Abbildung 1: Das Voynich-Manuskript (hier eine Nachbildung) ist ein faszinierendes Rätsel der Geschichte. Trotz intensiver Forschung konnte bisher niemand den Inhalt entschlüsseln. Quelle: Schmeh
Es gibt also nach wie vor mehr Fragen als Antworten zum Voynich-Manuskript. Um diese zu diskutieren, trafen sich am 11. und 12. Mai 2012 Voynich-Manuskript-Experten aus aller Welt zu einer Konferenz. Der Ort des Geschehens hätte nicht besser passen können: die Villa Mondragone im römischen Vorort Monte Porzio Catone, wo genau 100 Jahre zuvor mit dem Fund von Wilfrid Voynich die moderne Geschichte des Manuskripts begonnen hatte. Es war die erste Konferenz dieser Art, wenn man von einem deutlich kleineren Voynich-Manuskript-Treffen im Jahr 1976 absieht. Die Zeit war zweifellos reif für eine solche Veranstaltung, denn die Zahl der Voynich-Forscher ist mit Aufkommen des Internets deutlich gestiegen. Da neben ernsthaften Voynich-Experten längst auch Esoteriker und Verschwörungstheoretiker ihre Ergüsse im Internet veröffentlichen, ist es manchmal gar nicht so einfach, Wissenschaft und Pseudowissenschaft zu unterscheiden. Mittlerweile haben schon über 20 Voynich-Exegeten behauptet, das Manuskript entschlüsselt zu haben – eine Lösung wirkt obskurer als die andere.

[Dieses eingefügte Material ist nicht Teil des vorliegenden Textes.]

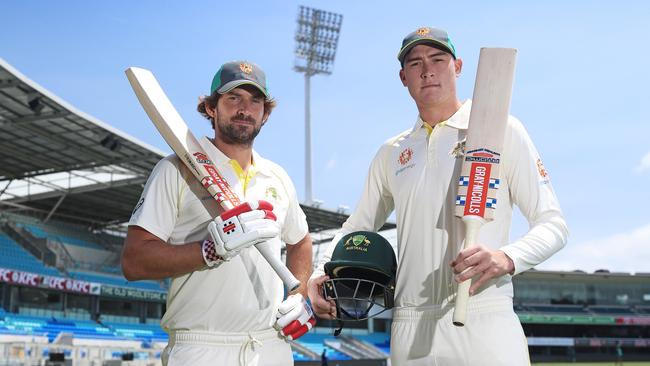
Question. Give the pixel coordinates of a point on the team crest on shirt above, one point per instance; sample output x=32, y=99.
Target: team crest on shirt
x=246, y=68
x=405, y=156
x=459, y=150
x=271, y=192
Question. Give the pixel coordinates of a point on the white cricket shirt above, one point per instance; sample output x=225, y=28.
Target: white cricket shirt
x=237, y=296
x=416, y=174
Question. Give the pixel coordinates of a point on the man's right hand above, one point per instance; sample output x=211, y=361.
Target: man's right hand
x=243, y=226
x=323, y=308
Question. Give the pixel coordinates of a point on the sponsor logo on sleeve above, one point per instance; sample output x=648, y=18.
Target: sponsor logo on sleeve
x=543, y=173
x=138, y=206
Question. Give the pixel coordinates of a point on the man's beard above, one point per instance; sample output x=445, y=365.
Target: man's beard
x=236, y=134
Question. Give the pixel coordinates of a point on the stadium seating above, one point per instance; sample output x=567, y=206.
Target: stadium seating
x=552, y=309
x=316, y=343
x=14, y=256
x=117, y=280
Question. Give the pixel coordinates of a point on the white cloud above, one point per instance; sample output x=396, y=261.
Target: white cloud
x=623, y=252
x=644, y=165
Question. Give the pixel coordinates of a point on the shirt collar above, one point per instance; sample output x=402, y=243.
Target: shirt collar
x=458, y=120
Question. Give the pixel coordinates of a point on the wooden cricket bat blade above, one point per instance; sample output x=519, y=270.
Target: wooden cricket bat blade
x=479, y=180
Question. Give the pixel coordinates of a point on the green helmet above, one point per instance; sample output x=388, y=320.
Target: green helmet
x=362, y=275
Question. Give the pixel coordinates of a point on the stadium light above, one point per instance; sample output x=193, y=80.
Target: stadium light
x=317, y=37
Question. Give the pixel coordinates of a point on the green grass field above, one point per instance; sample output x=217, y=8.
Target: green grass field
x=593, y=364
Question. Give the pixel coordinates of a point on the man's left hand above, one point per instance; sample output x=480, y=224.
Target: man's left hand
x=294, y=317
x=479, y=260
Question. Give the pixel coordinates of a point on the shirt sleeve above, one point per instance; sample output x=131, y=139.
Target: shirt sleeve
x=157, y=209
x=374, y=207
x=531, y=190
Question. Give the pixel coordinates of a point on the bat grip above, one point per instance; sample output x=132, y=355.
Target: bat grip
x=266, y=250
x=472, y=226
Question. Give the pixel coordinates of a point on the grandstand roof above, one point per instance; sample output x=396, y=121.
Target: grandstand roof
x=61, y=163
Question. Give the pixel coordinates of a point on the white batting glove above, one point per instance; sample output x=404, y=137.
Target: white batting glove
x=294, y=317
x=241, y=227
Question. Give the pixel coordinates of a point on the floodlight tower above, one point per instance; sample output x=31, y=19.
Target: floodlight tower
x=316, y=39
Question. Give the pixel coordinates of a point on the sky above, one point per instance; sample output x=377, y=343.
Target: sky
x=581, y=89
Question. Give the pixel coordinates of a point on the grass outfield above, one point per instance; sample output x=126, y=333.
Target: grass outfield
x=592, y=364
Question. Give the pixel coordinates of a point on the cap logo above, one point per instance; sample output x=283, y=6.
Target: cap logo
x=246, y=67
x=422, y=31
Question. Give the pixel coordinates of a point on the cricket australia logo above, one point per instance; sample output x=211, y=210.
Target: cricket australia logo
x=246, y=68
x=422, y=31
x=405, y=156
x=357, y=242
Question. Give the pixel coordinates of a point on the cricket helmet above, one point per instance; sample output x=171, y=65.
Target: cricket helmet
x=362, y=276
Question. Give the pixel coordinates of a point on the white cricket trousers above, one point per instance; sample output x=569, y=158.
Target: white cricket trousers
x=262, y=348
x=492, y=336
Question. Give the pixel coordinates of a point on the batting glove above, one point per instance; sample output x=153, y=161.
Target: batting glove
x=294, y=317
x=241, y=227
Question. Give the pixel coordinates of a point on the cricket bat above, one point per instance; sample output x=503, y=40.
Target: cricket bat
x=174, y=130
x=479, y=178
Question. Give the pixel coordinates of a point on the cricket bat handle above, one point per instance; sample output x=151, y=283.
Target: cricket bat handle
x=290, y=282
x=472, y=226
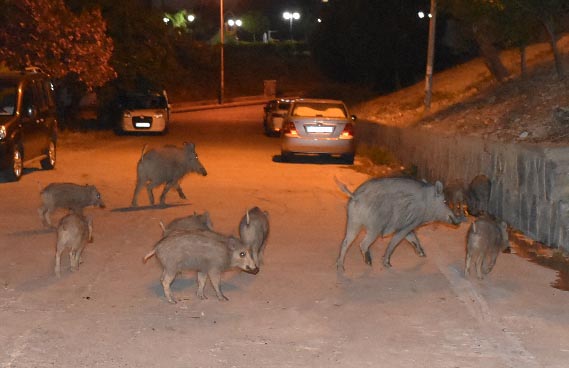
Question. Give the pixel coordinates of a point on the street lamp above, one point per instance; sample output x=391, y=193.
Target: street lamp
x=290, y=17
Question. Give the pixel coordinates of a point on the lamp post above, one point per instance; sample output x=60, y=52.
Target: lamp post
x=290, y=17
x=221, y=66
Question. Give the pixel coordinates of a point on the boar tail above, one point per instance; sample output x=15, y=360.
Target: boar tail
x=343, y=187
x=149, y=255
x=142, y=153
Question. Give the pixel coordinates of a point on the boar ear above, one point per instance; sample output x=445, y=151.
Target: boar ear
x=438, y=188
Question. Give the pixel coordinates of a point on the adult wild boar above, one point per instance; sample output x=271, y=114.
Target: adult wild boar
x=485, y=239
x=207, y=252
x=74, y=232
x=69, y=196
x=254, y=230
x=188, y=223
x=392, y=206
x=166, y=165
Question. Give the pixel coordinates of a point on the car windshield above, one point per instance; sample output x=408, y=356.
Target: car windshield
x=7, y=98
x=135, y=102
x=314, y=109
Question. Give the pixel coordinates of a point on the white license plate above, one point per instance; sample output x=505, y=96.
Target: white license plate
x=319, y=129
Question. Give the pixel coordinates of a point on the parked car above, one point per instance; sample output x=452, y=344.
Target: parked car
x=318, y=126
x=28, y=122
x=275, y=111
x=144, y=112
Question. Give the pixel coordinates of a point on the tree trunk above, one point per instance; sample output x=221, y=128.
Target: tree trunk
x=490, y=54
x=550, y=28
x=523, y=61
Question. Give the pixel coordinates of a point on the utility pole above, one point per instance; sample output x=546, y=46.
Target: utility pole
x=430, y=56
x=221, y=62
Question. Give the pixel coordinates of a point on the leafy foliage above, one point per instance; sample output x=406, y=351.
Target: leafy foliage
x=46, y=34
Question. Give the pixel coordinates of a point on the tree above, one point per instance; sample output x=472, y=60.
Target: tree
x=46, y=34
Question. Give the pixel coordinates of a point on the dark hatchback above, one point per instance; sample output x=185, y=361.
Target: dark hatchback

Das aktuell wohl wichtigste Ergebnis der seriösen Voynich-Manuskript-Forschung ist eine Radiokarbon-Datierung verbunden mit einer mikroskopischen Betrachtung der Tinte. Der Vortrag des Radiokarbonexperten Greg Hodgins, der diese Untersuchung 2009 zusammen mit dem Mikroskopisten Joe Barabe durchgeführt hat, gehörte dementsprechend zu den Höhepunkten der „Voynich 100“-Konferenz. Das Ergebnis war, dass das verwendete Pergament mit hoher Wahrscheinlichkeit zwischen 1404 und 1438 hergestellt wurde. Die verwendete Tinte enthält ausschließliche Bestandteile, die in dieser Zeit verfügbar waren. Anders als in einigen Presseberichten zu lesen, lässt sich jedoch nicht sagen, ob die Tinte auf das frische Pergament aufgebracht wurde oder ob das Schreibmaterial über längere Zeit ungenutzt blieb. Es ist daher nicht ausgeschlossen, dass das Voynich-Manuskript deutlich später entstanden ist, als die Radiokarbon-Datierung vermuten lässt – beispielsweise im 17. Jahrhundert, als es erstmals belegt ist. Allerdings war Pergament damals teuer und daher sicherlich kein Material, das man typischerweise über Jahrzehnte hinweg ungenutzt liegen ließ.